Special thanks to ThisDayinMusic.com.
In the late ’50s, pop music magic was made when one singing duo began working with one songwriting pair. The Everly Brothers (Phil and Don) would become one of the biggest acts in rock and roll history with the help of the married songwriting team of Felice and Boudleaux Bryant. In the space of two years, the Everlys would take six of the Bryants’ songs to the Top 10, including “All I Have to Do is Dream,” which hit #1 on this day in 1958.
Phil and Don Everly had grown up in a musical family. Their father, Ike, had his own radio show in Shenendoah, Iowa, and the boys would sing with their parents. The Everly Family performed shows locally when Phil and Don were youngsters in the 1940s. Eventually, Phil and Don became a brother act, both singing and playing guitar. As teenagers, they made a big fan of Chet Atkins, who was a family friend. Although Atkins had a relationship with RCA Records, he helped The Everly Brothers get a shot with Columbia Records in Nashville. Unfortunately, their 1956 debut single “Keep A’Lovin’ Me” flopped and the boys were dropped.
But Atkins didn’t lose faith in the brothers. Because they were also songwriters, he introduced them to Wesley Rose at Acuff-Rose publishing – who said if the boys signed as writers, he would find them a deal as recording artists. Sure enough, it happened when the Everlys were signed to the new Cadence Records label in early 1957. In the process, they began a partnership with Felice and Boudleaux Bryant – although it’s likely that no one had any idea what kind of success they would all achieve.
Diadorius Boudleaux Bryant was a Georgia-born fiddle player who met Matilda Genevieve Scaduto in 1945 while on tour in Milwaukee, Wisconsin. The two began dating, got married and – somewhere in there – began writing songs together. Boudleaux was usually in charge of the tune while “Felice” (Boudleaux’s pet name for her) was responsible for the words.
As a songwriting team, the pair struggled for a little while, before Little Jimmy Dickens took their song “Country Boy” to #7 on the country charts in 1948. They moved to Nashville in 1950, and continued penning songs for country singers. But, it would take The Everly Brothers to bring them their biggest hits.
With the Everlys the new signees to Cadence Records, they chose to record the Bryants’ “Bye Bye Love” for their first single. Although rejected by more than 30 other artists (including Elvis Presley), “Bye Bye Love” became a smash hit – rising to #1 on the country charts, #2 on the pop charts and faring almost as well overseas. Before long, it was certified gold.

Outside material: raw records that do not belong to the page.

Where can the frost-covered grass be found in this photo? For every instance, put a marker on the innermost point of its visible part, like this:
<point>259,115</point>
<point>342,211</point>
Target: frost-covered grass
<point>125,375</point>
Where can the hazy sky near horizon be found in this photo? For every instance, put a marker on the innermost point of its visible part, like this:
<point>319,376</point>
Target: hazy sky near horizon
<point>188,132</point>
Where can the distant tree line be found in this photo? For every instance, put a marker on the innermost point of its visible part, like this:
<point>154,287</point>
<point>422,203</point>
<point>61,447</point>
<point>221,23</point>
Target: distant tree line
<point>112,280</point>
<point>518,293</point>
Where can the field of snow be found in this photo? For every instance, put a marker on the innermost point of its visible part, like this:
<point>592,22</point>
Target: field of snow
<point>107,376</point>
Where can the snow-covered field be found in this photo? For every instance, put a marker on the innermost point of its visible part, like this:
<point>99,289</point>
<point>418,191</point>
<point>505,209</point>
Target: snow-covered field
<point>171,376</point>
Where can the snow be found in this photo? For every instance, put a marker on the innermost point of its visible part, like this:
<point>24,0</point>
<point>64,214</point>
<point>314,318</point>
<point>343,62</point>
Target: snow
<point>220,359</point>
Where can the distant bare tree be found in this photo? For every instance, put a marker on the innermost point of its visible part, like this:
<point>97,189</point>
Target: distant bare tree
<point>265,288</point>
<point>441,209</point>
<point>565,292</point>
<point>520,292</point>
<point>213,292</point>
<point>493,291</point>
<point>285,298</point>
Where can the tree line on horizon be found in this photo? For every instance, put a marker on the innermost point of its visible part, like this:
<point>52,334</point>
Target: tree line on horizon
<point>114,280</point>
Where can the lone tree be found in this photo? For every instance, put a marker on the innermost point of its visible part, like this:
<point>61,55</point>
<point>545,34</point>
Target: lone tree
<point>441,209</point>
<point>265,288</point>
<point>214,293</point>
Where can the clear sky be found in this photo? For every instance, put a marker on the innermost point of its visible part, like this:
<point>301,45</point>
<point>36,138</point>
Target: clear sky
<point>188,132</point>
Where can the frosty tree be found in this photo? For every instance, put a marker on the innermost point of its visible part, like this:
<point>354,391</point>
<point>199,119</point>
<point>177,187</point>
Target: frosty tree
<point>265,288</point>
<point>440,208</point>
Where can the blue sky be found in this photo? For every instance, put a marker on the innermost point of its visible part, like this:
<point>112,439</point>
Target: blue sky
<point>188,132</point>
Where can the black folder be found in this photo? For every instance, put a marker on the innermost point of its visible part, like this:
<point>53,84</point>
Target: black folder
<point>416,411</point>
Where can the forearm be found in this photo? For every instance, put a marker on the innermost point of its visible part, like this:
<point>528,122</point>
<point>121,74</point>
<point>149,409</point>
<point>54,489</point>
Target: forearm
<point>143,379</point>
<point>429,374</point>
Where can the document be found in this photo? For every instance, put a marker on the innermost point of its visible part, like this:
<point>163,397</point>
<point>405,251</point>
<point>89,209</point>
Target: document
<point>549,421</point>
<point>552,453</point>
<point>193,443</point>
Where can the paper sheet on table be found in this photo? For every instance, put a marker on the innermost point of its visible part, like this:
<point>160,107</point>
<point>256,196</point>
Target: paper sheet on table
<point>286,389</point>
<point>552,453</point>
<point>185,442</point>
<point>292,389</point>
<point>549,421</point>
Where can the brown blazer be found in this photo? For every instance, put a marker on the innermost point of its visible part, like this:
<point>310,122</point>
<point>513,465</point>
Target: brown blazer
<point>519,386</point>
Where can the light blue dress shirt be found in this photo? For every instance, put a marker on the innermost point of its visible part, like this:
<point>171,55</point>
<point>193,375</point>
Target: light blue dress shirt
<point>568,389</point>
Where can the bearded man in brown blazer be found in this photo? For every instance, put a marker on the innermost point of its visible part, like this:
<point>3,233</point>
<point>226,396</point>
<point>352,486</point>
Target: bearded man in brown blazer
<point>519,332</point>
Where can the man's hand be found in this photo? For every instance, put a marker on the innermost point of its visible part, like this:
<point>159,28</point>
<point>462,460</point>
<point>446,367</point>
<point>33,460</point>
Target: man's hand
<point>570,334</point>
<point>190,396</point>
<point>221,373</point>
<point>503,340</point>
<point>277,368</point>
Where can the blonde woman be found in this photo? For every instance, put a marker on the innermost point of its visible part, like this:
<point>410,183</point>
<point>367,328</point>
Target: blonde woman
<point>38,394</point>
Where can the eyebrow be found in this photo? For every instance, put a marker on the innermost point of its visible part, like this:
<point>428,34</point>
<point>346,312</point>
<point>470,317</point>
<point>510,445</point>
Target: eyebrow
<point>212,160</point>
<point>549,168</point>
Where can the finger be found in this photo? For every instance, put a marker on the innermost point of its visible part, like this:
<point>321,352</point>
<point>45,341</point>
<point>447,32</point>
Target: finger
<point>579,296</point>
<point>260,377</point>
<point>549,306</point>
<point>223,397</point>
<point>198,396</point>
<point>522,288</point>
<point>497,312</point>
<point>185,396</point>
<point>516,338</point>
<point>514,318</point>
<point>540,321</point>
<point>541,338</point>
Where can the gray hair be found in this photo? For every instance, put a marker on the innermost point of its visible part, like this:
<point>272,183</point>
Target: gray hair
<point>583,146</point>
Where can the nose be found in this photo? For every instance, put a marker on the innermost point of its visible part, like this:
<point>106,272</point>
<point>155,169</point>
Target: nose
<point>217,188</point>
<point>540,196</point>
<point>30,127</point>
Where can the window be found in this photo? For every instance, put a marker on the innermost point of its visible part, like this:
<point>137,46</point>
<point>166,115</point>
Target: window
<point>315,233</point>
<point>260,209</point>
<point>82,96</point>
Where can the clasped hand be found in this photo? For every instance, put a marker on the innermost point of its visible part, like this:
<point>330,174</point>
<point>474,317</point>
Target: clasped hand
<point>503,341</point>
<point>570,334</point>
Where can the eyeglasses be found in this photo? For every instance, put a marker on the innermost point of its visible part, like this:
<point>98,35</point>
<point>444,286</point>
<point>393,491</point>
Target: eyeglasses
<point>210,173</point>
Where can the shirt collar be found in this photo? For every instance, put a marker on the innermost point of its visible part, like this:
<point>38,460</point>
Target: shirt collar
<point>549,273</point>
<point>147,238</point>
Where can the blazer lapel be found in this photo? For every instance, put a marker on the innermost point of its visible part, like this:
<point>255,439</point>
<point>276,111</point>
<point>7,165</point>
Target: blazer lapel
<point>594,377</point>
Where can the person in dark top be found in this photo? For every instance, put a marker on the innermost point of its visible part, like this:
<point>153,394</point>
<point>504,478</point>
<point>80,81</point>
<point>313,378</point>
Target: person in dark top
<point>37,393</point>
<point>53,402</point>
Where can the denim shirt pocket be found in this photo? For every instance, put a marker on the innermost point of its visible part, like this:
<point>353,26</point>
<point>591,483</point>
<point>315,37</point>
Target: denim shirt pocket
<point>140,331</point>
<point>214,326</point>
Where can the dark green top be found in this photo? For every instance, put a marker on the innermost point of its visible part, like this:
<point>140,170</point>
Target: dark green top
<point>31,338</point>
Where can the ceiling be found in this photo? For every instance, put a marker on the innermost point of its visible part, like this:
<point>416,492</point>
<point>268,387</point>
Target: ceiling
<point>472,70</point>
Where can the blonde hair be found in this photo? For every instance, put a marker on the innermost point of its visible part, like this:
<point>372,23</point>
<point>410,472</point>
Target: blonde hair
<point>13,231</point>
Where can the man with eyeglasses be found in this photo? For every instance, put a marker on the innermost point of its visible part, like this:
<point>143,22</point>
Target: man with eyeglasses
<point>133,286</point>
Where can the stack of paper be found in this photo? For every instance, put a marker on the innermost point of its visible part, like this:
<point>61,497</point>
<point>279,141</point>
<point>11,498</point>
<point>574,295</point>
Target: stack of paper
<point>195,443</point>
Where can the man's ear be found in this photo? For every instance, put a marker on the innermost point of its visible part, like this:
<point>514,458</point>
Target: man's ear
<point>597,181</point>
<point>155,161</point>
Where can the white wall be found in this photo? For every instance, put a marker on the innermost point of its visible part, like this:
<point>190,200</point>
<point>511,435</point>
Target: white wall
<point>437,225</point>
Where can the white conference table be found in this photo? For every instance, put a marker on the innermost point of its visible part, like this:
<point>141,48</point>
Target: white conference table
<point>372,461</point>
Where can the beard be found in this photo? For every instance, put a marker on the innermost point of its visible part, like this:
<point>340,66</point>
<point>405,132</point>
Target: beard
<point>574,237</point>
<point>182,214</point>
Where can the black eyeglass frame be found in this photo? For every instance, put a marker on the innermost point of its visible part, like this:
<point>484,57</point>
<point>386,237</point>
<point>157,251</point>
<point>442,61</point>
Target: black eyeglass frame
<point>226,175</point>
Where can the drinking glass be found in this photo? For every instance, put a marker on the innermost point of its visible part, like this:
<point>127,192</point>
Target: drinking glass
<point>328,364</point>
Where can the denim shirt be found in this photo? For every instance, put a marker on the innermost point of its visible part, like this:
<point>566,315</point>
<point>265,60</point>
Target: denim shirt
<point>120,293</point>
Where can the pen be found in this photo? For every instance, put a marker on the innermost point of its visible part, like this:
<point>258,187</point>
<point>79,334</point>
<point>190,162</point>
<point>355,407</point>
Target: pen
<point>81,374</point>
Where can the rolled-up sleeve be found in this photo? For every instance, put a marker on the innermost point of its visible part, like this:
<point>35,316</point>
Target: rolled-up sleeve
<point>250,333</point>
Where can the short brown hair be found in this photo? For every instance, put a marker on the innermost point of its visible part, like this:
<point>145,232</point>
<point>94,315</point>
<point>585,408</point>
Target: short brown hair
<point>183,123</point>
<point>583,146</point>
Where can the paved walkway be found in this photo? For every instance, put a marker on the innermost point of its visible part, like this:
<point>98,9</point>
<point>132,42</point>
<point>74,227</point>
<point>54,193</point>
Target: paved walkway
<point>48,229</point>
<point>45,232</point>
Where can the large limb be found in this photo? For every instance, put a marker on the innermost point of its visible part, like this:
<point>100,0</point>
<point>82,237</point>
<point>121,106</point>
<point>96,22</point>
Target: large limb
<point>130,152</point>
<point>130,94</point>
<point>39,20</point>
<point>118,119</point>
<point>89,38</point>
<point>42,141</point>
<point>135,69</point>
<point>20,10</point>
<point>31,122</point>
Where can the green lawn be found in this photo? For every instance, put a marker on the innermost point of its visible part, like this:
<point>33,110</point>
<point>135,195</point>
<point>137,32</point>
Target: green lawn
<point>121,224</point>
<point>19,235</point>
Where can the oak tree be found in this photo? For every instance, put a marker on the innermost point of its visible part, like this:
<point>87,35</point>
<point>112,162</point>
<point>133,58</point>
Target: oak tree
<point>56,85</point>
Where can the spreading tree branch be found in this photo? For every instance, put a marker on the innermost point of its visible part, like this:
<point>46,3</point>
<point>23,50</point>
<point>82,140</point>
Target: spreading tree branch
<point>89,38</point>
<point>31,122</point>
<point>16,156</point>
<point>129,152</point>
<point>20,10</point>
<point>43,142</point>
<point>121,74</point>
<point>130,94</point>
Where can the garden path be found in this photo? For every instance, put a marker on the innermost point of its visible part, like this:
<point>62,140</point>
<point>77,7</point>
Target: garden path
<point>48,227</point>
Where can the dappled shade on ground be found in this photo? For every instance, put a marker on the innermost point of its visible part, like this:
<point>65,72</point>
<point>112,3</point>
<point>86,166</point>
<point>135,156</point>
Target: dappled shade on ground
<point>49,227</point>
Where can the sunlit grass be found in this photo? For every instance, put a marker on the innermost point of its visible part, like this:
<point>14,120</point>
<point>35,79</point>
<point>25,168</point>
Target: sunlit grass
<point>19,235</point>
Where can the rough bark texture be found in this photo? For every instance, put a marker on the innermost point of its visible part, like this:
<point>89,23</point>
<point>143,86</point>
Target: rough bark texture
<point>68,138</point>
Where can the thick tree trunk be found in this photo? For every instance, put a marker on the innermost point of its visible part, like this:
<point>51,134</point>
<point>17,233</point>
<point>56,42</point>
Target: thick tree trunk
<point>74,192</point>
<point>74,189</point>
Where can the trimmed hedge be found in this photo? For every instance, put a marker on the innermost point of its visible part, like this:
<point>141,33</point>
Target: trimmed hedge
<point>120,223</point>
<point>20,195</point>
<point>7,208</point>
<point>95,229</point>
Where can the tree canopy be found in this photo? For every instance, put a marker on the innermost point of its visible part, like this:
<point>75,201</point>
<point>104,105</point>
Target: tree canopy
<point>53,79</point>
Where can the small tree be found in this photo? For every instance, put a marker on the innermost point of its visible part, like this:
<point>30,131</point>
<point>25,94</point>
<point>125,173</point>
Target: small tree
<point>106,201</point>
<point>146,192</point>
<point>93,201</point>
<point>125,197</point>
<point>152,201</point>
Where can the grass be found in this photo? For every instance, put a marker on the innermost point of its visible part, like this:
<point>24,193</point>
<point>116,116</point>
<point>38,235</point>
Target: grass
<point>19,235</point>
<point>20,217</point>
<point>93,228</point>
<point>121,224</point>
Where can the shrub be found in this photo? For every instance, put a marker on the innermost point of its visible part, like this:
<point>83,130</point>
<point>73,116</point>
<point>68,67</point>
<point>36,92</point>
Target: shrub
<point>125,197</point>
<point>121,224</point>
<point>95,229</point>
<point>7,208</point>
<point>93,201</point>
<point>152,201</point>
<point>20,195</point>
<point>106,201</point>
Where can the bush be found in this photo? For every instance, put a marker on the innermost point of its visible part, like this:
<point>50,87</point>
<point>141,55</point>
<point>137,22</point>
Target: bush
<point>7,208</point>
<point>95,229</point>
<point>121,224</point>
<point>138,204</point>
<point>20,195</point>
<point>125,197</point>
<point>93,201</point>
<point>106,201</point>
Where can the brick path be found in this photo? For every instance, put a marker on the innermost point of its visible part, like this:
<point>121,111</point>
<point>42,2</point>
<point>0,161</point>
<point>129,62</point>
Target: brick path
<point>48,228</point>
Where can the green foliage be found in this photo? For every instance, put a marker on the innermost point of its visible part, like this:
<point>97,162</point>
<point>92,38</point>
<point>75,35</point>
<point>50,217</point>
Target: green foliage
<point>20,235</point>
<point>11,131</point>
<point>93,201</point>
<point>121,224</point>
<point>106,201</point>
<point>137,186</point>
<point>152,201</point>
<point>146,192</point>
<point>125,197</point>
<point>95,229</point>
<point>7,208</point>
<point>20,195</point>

They say that lightning doesn’t strike the same place twice, but it did in Nashville in 1957, when the Everlys took the Bryants’ “Wake Up Little Susie” all the way to #1 on the pop charts and scored another gold record. It didn’t take a rocket scientist to understand why the singing brothers would stick with the husband-and-wife songwriters. In doing so, everyone involved would land the biggest prize of their careers in 1958.
It’s rumored that it only took Felice and Boudleaux 15 minutes to write “All I Have to Do is Dream,” a tune with country leanings that (like “Little Susie”) tapped into the suggestive sexual ideas prevalent in rock and roll. Phil Everly would later say, “I remember hearing ‘All I Have to Do is Dream’ on an acetate with Boudleaux's version on it, and I said, at the time, they could have put Boudleaux’s out and it would have been a hit. It’s just a great, great song.”
The Everlys recorded the song in just two takes in March of ’58. Chet Atkins played the tremolo-style chords on the single. Released in April, it quickly shot up the charts, beginning its run at #1 on the pop charts on this day in 1958. To say that it was a smash hit would be an understatement. “All I Have to Do is Dream” sold more than a million copies, hit #1 in Canada and the U.K. and also earned the distinction to be the only single in history to hold the #1 spot on Billboard’s pop, country and R&B charts simultaneously.
The Everly Brothers would continue to have big, big hits in the ’60s (with and without the Bryants), but “All I Have to Do is Dream” clearly marks a zenith for the duo. The song’s legacy continues to this day. Widely considered one of the best tracks in the history of rock and roll, it was given a Grammy Hall of Fame Award in 2004 and was considered one of the 500 Songs that Shaped Rock and Roll by the Rock and Roll Hall of Fame (which inducted the Everlys in its inaugural class in 1986).
As a side note, the single also helped bring another rock legend to prominence. The B-side to “All I Have to Do is Dream” was “Claudette” (which also charted well) – the first huge songwriting success for Roy Orbison. As a result, Orbison left Sun Records for a short stint at RCA and then Monument. In less than two years, he’d score a smash hit – “Only the Lonely (Know the Way I Feel)” and become a rock and roll force all his own.